Opt for Companies to Send Reminders
Regardless of what method you use to pay your bills, you can usually opt in for reminders to be sent to you via email or text message to tell you that your bill is ready, even on the date it is released. This is a good way to keep it in mind, but even still, you can oftentimes overlook them. They still at least keep the payment notification fresh in your brain and you can read it to check for your bill due dates. Many companies offer these updates for free but some still do not. Check with the company to see if it is something you can opt in for.
Keep Reminding Yourself
If it becomes habitual, you won’t forget to do it. Keep reminding yourself and it will soon turn into something you almost do automatically. Some bills you can remember are due on certain dates and when that date rolls around every month, you may have an “Aha!” moment in which you know it’s time to regularly pay your scheduled payment. Make sure you remind yourself a few days in advance so that if you recall that a bill is due on the 10th of every month, you can remind yourself around the 7th or 8th of each month that it is time to pay it.
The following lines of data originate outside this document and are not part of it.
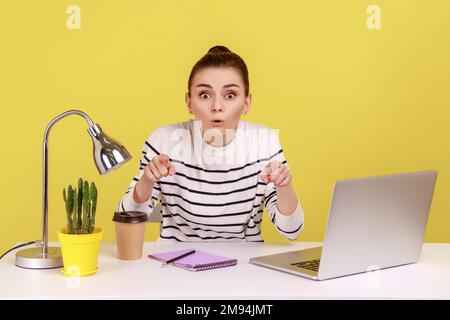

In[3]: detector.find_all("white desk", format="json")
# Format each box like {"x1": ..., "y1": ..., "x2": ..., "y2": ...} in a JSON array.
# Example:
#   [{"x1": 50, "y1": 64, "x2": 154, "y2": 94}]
[{"x1": 0, "y1": 242, "x2": 450, "y2": 300}]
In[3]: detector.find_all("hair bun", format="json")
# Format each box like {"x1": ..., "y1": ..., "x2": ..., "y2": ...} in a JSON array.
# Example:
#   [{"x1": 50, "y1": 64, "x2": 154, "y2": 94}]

Other than trying to rely on your own brain, of course there are calendars. You can mark them up at home to note when each bill payment is due. Otherwise, there are other calendars that can help you remember to pay bills on time. There are many calendars that can be set up on computers or a Smartphone that can also send you notifications of any items that you have put on your calendar. Set up bill payments as if they are appointments. Some smartphones have alarms that go off on those days or the calendars can send you electronic reminders. Again, set these for a few days in advance so that you can ensure that your payment will reach its destination on time.
Remember, it isn’t just credit cards that issue late fees. There are several others that will tack late fees on for various reasons. Every little $5 or $40 adds up, especially if you commonly forget to make your payments monthly.
If It Still Happens
Sometimes life happens and other things like emergencies can often let things slip through our minds. It’s just how it is sometimes. If at some point, for any reason, you do incur a late fee, you may be able to call the company, especially if you are only a few days late, notify them that there is a payment on its way and ask them to please consider removing the penalty. Many companies will do this as a one-time courtesy. If you have been a client of theirs for a significant period of time and have been consistent with paying your bills, they will often grant forgiveness and let you maintain your good standing with their company. Many times this will get the late fee taken off your bill. If it doesn’t work with the first customer service representative, ask to speak to a supervisor. Don’t be defensive or offer blame but instead be sincere, insist that you had made a mistake an let them know what you have done to proceed with your current payment to keep your account up to date as well as any other efforts you are taking to keep it from happening again.